From there, I’ll write an FNN function that uses all of these internally.

import numpy as np
import copy
from typing import Callable
import matplotlib.pyplot as plt

Activation Functions#

First, I’ll implement the activation functions and their derivatives.

Note that we don’t really need the softmax derivative as the derivative of the cost with respect to the output nodes’ weighted inputs is a known quantity. Because of this, there is a placeholder function that returns None (this is a little inefficient - but avoids me having to rewrite the whole network!):

def sigmoid(x: np.ndarray) -> np.ndarray:
    """
    Element-wise sigmoid function

    Args:
        x: array of values

    Returns: array of transformed values of the same shape as x
    """
    return 1.0 / (1.0 + np.exp(-x))

def deriv_sigmoid(x: np.ndarray) -> np.ndarray:
    """
    Element-wise sigmoid derivative function

    Args:
        x: array of values

    Returns: array of transformed values of the same shape as x
    """
    return sigmoid(x)*(1-sigmoid(x))
def softmax(x: np.ndarray) -> np.ndarray:
    """
    Element-wise softmax function

    Args:
        x: array of values

    Returns: array of transformed values of the same shape as x
    """
    shiftx = x - np.max(x) #creates numerical stability w/out changing result
    expx = np.exp(shiftx)
    return expx / np.sum(expx, axis=0)

def deriv_softmax(x: np.ndarray) -> None:
    """
    Placeholder function for softmax derivative. Not necessary because of
    the formula for dCost/dZ for the output layer
    """
    return None
    
def tanh(x: np.ndarray) -> np.ndarray:
    """
    Element-wise tanh function

    Args:
        x: array of values

    Returns: array of transformed values of the same shape as x
    """
    return (np.exp(x) - np.exp(-x))/(np.exp(x)+np.exp(-x))

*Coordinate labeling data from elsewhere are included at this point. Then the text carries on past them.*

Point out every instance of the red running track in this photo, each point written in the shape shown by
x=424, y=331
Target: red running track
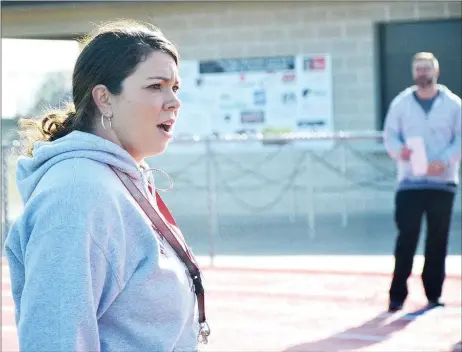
x=254, y=310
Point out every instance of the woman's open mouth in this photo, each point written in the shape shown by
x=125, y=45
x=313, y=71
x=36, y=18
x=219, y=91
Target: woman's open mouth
x=166, y=127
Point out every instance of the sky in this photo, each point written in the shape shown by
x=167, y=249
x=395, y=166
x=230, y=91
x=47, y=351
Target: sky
x=24, y=65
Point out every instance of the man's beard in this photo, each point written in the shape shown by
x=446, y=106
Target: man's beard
x=423, y=82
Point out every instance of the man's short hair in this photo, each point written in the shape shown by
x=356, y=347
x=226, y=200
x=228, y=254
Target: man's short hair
x=423, y=55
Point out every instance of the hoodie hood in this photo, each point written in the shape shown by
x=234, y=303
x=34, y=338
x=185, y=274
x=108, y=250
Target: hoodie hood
x=76, y=144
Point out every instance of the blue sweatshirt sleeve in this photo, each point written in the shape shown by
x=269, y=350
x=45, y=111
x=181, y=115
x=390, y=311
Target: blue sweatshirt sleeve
x=452, y=154
x=391, y=132
x=66, y=273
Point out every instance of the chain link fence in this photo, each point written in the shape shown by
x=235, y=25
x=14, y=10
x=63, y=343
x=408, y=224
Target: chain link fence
x=233, y=196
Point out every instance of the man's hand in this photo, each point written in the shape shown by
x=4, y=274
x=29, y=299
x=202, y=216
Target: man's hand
x=436, y=168
x=405, y=153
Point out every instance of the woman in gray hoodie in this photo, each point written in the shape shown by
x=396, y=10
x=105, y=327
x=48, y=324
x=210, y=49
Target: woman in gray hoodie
x=91, y=270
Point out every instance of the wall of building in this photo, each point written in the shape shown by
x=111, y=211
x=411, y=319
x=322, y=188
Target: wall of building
x=245, y=29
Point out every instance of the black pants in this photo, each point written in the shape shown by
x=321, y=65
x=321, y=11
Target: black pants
x=410, y=206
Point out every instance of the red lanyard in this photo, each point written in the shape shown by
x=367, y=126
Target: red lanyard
x=163, y=227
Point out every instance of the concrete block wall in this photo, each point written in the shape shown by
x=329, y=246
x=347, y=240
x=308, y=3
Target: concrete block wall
x=207, y=30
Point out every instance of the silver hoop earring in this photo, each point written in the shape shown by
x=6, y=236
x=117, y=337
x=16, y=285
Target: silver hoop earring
x=102, y=122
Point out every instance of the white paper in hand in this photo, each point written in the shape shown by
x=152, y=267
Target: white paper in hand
x=419, y=161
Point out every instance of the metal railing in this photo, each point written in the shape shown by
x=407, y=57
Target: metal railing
x=238, y=186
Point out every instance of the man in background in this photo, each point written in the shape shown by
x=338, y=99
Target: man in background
x=429, y=111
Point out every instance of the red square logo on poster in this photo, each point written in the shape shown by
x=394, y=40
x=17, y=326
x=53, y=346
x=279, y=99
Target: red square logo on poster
x=317, y=63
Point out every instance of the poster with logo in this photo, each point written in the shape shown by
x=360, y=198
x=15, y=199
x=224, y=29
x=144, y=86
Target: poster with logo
x=270, y=95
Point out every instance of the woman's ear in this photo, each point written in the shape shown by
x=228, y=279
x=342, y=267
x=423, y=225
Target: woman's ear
x=101, y=97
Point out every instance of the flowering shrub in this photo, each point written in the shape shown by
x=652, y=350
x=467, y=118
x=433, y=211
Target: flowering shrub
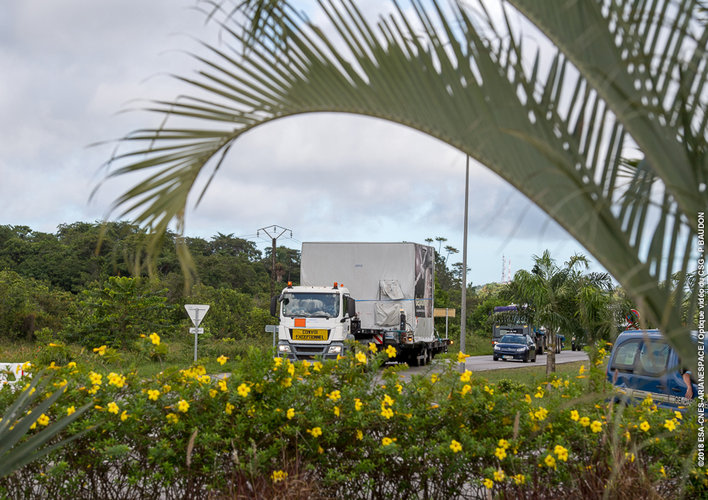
x=346, y=428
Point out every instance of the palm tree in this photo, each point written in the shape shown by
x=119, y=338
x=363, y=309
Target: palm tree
x=548, y=289
x=607, y=134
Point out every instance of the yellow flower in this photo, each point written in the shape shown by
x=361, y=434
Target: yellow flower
x=540, y=414
x=561, y=453
x=95, y=378
x=115, y=379
x=243, y=390
x=278, y=475
x=315, y=431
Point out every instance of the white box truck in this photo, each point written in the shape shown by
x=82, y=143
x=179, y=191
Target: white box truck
x=379, y=293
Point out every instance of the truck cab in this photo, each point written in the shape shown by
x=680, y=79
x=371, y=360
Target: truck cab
x=314, y=321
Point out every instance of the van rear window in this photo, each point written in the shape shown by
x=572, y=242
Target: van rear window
x=653, y=358
x=625, y=355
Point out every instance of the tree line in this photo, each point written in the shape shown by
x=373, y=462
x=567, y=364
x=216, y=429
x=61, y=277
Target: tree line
x=93, y=282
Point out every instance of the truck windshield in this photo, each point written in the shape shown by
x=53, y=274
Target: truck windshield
x=311, y=305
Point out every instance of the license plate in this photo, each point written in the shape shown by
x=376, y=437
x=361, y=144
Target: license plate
x=310, y=334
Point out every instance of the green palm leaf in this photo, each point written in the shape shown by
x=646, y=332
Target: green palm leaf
x=625, y=77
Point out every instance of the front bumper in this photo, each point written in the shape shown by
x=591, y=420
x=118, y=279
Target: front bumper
x=297, y=351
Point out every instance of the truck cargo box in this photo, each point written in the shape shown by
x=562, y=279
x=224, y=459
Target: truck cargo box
x=383, y=278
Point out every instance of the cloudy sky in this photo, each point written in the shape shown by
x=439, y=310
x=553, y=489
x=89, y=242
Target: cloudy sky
x=72, y=68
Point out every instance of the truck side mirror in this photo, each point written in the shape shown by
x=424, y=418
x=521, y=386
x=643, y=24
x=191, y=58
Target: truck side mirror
x=273, y=305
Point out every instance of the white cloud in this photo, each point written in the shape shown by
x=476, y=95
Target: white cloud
x=76, y=64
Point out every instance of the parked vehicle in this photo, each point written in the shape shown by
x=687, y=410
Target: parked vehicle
x=513, y=319
x=380, y=293
x=515, y=346
x=643, y=364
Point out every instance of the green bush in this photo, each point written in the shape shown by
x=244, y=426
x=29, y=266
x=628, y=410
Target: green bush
x=118, y=311
x=346, y=428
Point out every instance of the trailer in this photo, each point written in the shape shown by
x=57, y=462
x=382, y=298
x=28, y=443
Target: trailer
x=385, y=297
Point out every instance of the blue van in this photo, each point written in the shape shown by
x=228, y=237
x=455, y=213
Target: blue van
x=642, y=363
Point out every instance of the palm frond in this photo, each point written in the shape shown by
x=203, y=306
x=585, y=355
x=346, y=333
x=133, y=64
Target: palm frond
x=624, y=75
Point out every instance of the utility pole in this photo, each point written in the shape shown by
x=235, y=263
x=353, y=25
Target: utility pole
x=274, y=232
x=463, y=306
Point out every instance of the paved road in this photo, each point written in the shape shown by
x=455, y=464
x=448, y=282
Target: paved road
x=485, y=363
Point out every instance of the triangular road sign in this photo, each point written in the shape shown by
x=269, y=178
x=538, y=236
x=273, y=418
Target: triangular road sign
x=196, y=312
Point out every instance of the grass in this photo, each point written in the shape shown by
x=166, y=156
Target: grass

def deriv_tanh(x: np.ndarray) -> np.ndarray:
    """
    Element-wise tanh derivative function

    Args:
        x: array of values

    Returns: array of transformed values of the same shape as x
    """
    return 1 - np.power(tanh(x),2)
def relu(x: np.ndarray) -> np.ndarray:
    """
    Element-wise ReLU function

    Args:
        x: array of values

    Returns: array of transformed values of the same shape as x
    """
    return x * (x>=0)

def deriv_relu(x: np.ndarray) -> np.ndarray:
    """
    Element-wise ReLU derivative function

    Args:
        x: array of values

    Returns: array of transformed values of the same shape as x
    """
    return (x>=0).astype("int")
def linear(x: np.ndarray) -> np.ndarray:
    """
    Element-wise linear function

    Args:
        x: array of values

    Returns: array of transformed values of the same shape as x
    """
    return x

def deriv_linear(x: np.ndarray) -> np.ndarray:
    """
    Element-wise linear derivative function

    Args:
        x: array of values

    Returns: array of transformed values of the same shape as x
    """
    return np.ones(x.shape)

Cost Functions#

Next, the cost functions and their derivatives. We don’t actually need to compute the cost to estimate a neural network, but I think it’s useful to demonstrate how it can be done.

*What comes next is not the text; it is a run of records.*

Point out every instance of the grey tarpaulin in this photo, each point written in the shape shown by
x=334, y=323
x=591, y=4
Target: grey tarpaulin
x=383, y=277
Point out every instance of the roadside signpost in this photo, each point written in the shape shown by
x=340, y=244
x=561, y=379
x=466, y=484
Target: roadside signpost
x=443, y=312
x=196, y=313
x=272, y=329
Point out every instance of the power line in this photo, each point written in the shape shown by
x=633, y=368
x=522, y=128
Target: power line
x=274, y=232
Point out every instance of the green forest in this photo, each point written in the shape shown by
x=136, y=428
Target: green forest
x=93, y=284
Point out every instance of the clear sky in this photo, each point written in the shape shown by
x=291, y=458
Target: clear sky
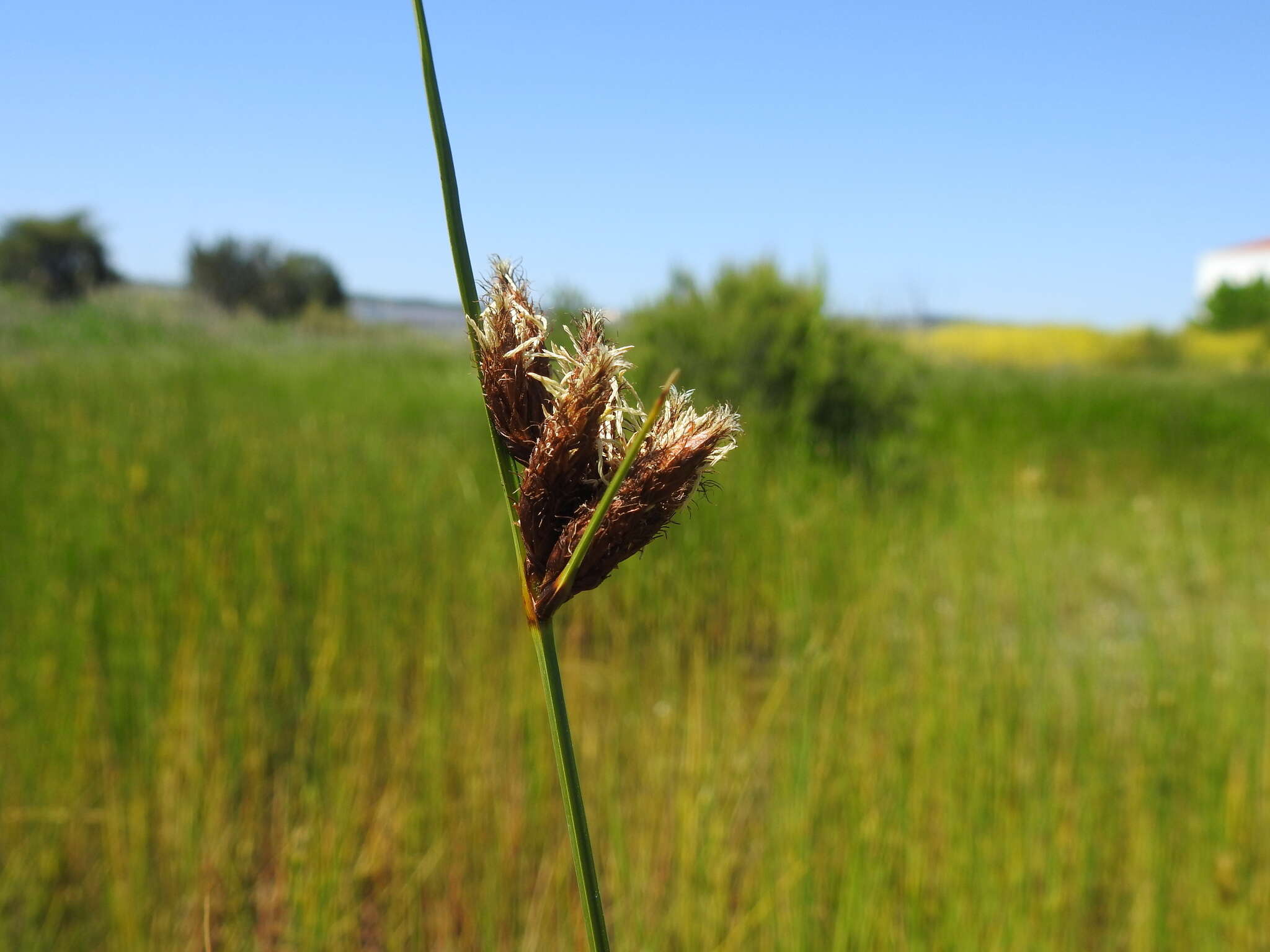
x=1016, y=161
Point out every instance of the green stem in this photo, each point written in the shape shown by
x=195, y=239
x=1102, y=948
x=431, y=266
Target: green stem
x=564, y=582
x=544, y=640
x=571, y=787
x=466, y=281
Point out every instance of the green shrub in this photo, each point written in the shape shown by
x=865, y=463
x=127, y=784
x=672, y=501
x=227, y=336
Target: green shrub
x=59, y=258
x=1237, y=306
x=239, y=275
x=765, y=343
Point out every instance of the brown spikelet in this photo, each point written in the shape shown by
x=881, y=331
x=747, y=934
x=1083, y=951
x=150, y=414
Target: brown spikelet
x=511, y=361
x=680, y=448
x=566, y=469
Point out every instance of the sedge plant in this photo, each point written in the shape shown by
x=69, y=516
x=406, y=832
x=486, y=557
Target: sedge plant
x=588, y=477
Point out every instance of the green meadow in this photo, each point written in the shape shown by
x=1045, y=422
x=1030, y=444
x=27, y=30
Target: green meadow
x=265, y=681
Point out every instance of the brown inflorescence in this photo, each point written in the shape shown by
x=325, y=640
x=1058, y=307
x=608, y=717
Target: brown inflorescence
x=564, y=469
x=569, y=426
x=680, y=448
x=511, y=359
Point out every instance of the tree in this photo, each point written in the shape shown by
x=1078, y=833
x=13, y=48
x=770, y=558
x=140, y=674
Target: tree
x=765, y=343
x=1237, y=306
x=60, y=258
x=254, y=275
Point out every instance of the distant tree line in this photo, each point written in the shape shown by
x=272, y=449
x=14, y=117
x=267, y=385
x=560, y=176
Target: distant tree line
x=58, y=258
x=1237, y=306
x=65, y=258
x=238, y=275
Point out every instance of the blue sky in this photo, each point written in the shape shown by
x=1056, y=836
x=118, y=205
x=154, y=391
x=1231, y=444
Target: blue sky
x=1010, y=161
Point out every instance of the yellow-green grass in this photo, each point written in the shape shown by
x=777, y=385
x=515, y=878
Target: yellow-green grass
x=262, y=662
x=1075, y=346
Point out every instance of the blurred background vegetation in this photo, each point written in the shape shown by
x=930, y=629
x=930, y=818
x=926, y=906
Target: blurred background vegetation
x=970, y=653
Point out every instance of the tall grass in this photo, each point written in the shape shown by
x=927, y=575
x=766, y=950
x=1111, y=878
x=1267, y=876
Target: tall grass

As with softmax, we also don’t need the derivative of cross-entropy as the derivative of the cost with respect to the output nodes’ weighted inputs is a known quantity.

def mse(yhat: np.ndarray, y: np.ndarray) -> np.ndarray:
    """
    MSE cost function

    Args:
        yhat: Array of predicted values
        y: Array of true values

    Returns: An array of costs
    """
    return np.power(yhat-y,2)

def deriv_mse(yhat: np.ndarray, y: np.ndarray) -> np.ndarray:
    """
    MSE cost derivative function

    Args:
        yhat: Array of predicted values
        y: Array of true values

    Returns: An array of cost derviatives
    """
    return 2*(yhat-y)
def binary_cross_entropy(yhat: np.ndarray, y: np.ndarray) -> np.ndarray:
    """
    Binary cross entropy cost function

    Args:
        yhat: Array of predicted values
        y: Array of true values

    Returns: An array of costs
    """
    return -y * np.log(yhat) - (1-y)*np.log(1-yhat)

def deriv_binary_cross_entropy(yhat: np.ndarray, y: np.ndarray) -> np.ndarray:
    """
    Binary cross entropy cost derivatives function

    Args:
        yhat: Array of predicted values
        y: Array of true values

    Returns: An array of cost derivatives
    """
    return -(y/yhat) + (1-y)/(1-yhat)
def cross_entropy(yhat: np.ndarray, y: np.ndarray) -> np.ndarray:
    """
    Cross entropy cost function

    Args:
        yhat: Array of predicted values
        y: Array of true values

    Returns: An array of costs
    """
    return np.sum(-y*np.log(yhat),axis=0)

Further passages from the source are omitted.